Da lächelten beide mit ausweichenden Blicken eine Weile still in die Stille hinein. Und erst als Herr Meister seinen Blick aus lauter Verlegenheit aus dem Fenster in die Weite schweifen ließ, weil da eine Bewegung war, der Milchwagen fuhr vorbei, obwohl die Milch doch lange überall geliefert worden hätte sein müssen und man sich fragen konnte, was der Milchmann denn in der Zwischenzeit noch anderes unternommen hatte, als Milch geliefert zu haben, oder aber, ob denn hier plötzlich derart viele Menschen wohnten, dass der Milchmann so lange für die ganzen Auslieferungen brauchte, hob er den Kopf. All diese Gedanken und Ausführungen traute sich Herr Meister dann doch nicht laut zu äußern. Und so stand nun das Fräulein, das sich unterdessen wenige Schritte vorwärts gewagt hatte, schon vor dem jungen Herrn Meister, als wäre sie die schöne Helene, mit einem Zettel in der Hand. Denn auch sie hatte nach Worten und Notizen gesucht, ein Schreiben, eine Nachricht für den Herrn Meister müsste doch zu finden sein. Richtig, da war noch dieser Anruf gewesen. Und da hatte sie ihn auch schon gefunden, den Zettel, die Telefonnotiz in Steno: der Citroën des Herrn Graffenried.
Nun hob sie die Stimme, ihre Wangen verfärbten sich in eine feine Röte, ob er denn schon wieder fahrtüchtig, ob er, Herr Meister, ihn hinkriege, eine größere Fahrt stehe nämlich an, am Freitag wolle er los, der Herr Graffenried, er müsse ins nahe Ausland.
Alles nach Plan, sagte Herr Meister nun zur schönen Helene, und dabei überzog ein kleiner Glanz seine hohe Stirn. Dann aber fehlten wieder die Worte, und auch das Bürofräulein schwieg erneut. Draußen traten die Angestellten auf die Straße und machten sich auf den Heimweg. Gleich war Mittagspause.
Wie aber war das anzustellen, wie waren weitere Worte und Gesten zu finden? Wie konnte man eine Liebe, und das war es doch, eine Liebe, ein Blick, ein Lichtblick, wie konnte man einsteigen in die Liebe? Die Liebe. Wie konnte man es sonst nennen, so hieß doch dieser Moment, durch den er nun gehen musste.

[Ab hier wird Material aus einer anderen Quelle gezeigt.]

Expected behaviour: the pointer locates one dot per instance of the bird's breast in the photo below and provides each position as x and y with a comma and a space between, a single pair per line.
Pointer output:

Wie konnte Herr Meister also eine Liebe beginnen?
Eine zögerliche Geste war da. Ja, schon. Aber das Zögern dauerte nur einen kurzen Moment, eine Unsicherheit, unwegsames Gelände. Wie sollte er da langgehen, wenn er sich nicht auskannte, wie sollte er das bewerkstelligen, wenn er doch nicht wusste, wie es ging? Welche Stimme anschlagen, welche Tonlage? Wie sollte er weitere Worte finden, ganze Sätze, eine Sprache, mit der von Liebe zu sprechen war? Von weiteren Treffen, von Verabredungen, außerhalb der Arbeitszeit.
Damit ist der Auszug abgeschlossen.